La logistica è il settore che, più di ogni altro, ha subito un’innovazione significativa, trasformando radicalmente il suo elemento più caratteristico: il magazzino. Questa trasformazione ha coinvolto non solo l’aspetto e la connotazione tecnologica, ma anche le modalità di gestione. Tale trasformazione è stata accompagnata da cambiamenti significativi nelle infrastrutture impiantistiche che hanno dovuto supportare l’elettrificazione e la connettività necessarie per consentire l’introduzione massiccia dell’automazione avanzata.
Il settore della logistica negli ultimi anni ha subito profondi mutamenti. L’impulso dato dalla pandemia e dal conseguente lockdown ha portato alla crescita esponenziale dell’e-commerce con la naturale esigenza di potenziare ogni singolo segmento della supply chain: quello dei trasporti, divenuti nel tempo sempre più precisi e capillari, ma anche quello dei magazzini, divenuti sempre più bisognosi di spazio e di tecnologia per la loro gestione.

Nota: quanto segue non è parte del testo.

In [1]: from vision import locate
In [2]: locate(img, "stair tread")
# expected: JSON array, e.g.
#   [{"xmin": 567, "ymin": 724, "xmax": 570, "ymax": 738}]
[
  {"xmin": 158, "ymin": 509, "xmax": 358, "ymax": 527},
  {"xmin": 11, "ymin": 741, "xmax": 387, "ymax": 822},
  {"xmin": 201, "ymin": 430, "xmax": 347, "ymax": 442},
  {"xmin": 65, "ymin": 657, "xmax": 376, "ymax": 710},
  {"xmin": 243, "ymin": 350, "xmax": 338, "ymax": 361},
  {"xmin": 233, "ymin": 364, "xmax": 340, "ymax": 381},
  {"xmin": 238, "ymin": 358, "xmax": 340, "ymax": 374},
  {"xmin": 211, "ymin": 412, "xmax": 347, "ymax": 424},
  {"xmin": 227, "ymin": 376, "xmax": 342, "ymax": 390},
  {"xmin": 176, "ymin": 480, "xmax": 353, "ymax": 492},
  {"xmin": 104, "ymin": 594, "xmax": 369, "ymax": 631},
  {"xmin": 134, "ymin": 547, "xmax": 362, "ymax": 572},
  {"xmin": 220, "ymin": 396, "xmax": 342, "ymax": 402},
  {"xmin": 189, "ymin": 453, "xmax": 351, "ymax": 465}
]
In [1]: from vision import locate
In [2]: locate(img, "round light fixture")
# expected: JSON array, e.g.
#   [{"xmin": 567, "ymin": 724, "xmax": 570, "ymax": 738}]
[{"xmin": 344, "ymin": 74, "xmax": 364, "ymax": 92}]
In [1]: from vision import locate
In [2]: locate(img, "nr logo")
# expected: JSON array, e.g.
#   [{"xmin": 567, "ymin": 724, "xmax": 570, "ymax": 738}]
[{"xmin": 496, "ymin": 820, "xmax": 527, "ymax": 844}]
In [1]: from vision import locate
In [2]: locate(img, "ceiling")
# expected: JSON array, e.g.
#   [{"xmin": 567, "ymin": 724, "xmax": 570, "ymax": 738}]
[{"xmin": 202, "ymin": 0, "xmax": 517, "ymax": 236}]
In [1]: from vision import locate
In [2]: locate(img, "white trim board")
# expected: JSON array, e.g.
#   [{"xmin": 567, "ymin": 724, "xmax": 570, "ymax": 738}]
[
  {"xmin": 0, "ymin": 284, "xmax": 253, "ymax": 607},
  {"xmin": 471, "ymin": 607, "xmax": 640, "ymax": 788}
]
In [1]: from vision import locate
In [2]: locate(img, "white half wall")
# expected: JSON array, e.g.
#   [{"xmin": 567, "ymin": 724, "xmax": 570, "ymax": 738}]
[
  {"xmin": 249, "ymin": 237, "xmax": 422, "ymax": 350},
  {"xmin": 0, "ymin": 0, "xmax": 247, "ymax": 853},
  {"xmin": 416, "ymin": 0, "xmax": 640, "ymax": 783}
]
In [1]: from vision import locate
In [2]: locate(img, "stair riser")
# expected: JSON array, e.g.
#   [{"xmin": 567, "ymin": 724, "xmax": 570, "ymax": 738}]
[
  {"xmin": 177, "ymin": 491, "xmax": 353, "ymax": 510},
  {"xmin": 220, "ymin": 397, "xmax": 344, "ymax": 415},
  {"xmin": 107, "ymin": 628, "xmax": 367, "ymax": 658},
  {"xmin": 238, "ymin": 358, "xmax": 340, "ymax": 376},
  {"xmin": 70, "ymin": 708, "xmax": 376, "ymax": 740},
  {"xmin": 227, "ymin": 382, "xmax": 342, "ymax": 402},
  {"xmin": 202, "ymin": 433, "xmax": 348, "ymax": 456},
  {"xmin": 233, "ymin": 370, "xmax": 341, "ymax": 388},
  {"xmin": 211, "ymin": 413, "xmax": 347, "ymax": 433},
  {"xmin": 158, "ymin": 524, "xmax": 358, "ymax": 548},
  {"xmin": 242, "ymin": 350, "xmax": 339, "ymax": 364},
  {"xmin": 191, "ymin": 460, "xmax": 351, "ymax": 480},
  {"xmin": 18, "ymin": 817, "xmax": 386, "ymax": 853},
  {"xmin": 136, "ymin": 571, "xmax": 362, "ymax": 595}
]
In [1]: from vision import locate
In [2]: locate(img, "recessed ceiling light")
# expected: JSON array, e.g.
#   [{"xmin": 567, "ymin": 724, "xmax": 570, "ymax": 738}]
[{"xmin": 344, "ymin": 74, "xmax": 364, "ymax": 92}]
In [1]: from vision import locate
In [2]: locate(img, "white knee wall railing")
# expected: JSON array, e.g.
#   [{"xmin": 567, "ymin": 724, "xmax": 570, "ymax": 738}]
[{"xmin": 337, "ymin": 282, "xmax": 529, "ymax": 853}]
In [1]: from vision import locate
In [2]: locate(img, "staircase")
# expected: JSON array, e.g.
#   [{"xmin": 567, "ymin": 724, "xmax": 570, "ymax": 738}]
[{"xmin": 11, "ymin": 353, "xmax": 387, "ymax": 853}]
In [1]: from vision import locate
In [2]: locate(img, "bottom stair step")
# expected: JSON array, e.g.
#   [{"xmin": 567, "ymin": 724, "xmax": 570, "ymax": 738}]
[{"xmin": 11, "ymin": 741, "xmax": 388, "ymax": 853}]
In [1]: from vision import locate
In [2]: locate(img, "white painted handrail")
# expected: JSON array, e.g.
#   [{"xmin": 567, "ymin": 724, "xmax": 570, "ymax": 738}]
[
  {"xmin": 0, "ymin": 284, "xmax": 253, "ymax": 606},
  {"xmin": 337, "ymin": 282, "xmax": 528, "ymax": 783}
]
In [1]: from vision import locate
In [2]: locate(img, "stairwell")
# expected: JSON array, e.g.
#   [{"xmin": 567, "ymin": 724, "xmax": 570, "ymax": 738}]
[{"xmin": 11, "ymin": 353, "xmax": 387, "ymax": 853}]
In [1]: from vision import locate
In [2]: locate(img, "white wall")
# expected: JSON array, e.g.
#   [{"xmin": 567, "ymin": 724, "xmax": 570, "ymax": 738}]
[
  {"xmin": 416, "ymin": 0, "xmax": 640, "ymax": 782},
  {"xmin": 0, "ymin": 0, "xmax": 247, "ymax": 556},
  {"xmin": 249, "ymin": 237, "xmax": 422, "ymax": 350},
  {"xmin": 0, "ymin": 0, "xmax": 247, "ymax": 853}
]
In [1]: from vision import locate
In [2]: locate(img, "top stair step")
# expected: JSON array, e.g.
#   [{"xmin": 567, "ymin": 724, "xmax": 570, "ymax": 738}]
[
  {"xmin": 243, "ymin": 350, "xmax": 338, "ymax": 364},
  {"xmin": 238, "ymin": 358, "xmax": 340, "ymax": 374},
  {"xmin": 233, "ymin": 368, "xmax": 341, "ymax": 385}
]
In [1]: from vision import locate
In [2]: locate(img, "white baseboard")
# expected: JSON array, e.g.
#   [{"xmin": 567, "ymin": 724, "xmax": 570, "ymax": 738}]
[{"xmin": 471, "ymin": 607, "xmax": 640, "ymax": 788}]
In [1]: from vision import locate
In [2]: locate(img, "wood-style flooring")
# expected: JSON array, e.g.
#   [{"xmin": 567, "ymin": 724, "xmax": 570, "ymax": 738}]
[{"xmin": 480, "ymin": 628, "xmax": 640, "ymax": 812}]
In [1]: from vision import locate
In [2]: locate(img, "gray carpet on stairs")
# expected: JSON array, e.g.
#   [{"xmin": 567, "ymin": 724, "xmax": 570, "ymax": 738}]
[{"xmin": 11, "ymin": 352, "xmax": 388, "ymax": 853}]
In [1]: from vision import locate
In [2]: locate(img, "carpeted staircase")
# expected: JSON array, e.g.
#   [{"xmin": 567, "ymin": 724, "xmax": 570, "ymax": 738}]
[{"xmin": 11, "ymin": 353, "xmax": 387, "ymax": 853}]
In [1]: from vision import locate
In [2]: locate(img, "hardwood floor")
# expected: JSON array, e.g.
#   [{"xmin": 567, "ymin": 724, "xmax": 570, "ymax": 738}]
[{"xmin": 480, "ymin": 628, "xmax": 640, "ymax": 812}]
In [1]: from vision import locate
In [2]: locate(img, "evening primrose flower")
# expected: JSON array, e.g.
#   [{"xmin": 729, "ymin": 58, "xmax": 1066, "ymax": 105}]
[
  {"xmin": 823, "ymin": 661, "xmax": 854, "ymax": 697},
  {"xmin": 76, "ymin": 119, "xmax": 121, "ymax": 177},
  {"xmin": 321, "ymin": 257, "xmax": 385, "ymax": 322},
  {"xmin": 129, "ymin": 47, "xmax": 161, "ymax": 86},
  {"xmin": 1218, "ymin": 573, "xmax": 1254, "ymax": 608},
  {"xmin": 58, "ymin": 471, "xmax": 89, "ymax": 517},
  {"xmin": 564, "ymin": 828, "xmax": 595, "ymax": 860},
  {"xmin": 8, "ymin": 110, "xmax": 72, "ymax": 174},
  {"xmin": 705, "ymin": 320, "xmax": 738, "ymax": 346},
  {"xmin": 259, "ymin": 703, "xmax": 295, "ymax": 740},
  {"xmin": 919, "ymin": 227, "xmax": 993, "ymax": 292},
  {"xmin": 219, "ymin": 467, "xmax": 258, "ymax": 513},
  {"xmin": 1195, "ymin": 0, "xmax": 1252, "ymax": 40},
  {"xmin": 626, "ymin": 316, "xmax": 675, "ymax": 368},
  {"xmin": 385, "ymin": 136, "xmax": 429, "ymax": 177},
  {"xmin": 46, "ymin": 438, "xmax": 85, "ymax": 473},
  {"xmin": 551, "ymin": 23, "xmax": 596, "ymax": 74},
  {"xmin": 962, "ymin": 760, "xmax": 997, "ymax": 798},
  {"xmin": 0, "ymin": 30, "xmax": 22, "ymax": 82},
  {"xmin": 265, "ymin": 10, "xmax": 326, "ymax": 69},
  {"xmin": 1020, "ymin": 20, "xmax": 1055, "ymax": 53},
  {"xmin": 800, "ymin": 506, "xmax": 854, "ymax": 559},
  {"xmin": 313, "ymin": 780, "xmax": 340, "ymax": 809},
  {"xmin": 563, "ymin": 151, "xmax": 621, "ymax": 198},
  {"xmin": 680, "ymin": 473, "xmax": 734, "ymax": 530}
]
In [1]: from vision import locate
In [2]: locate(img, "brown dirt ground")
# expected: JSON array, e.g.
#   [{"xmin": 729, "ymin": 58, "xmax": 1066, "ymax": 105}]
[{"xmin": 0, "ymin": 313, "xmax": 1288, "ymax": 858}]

Soffermandosi sull’aspetto statico della catena di distribuzione – ovvero il magazzino – è importante segnalare come il suo sviluppo stia interessando diversi comparti:
- l’immobiliare: con la costruzione di nuovi edifici per la logistica e con l’auspicabile riqualificazione “brown field” tesa, cioè, dare nuova vita ad aree urbane in passato utilizzate per attività industriali o commerciali per riconvertirle a fini logistici;
- l’impiantistico: con l’installazione di diverse tipologie di reti tecnologiche per l’utilizzazione di energia elettrica, segnali e fluidi;
- l’energetico: con l’installazione di centinaia di kW di potenza rinnovabile.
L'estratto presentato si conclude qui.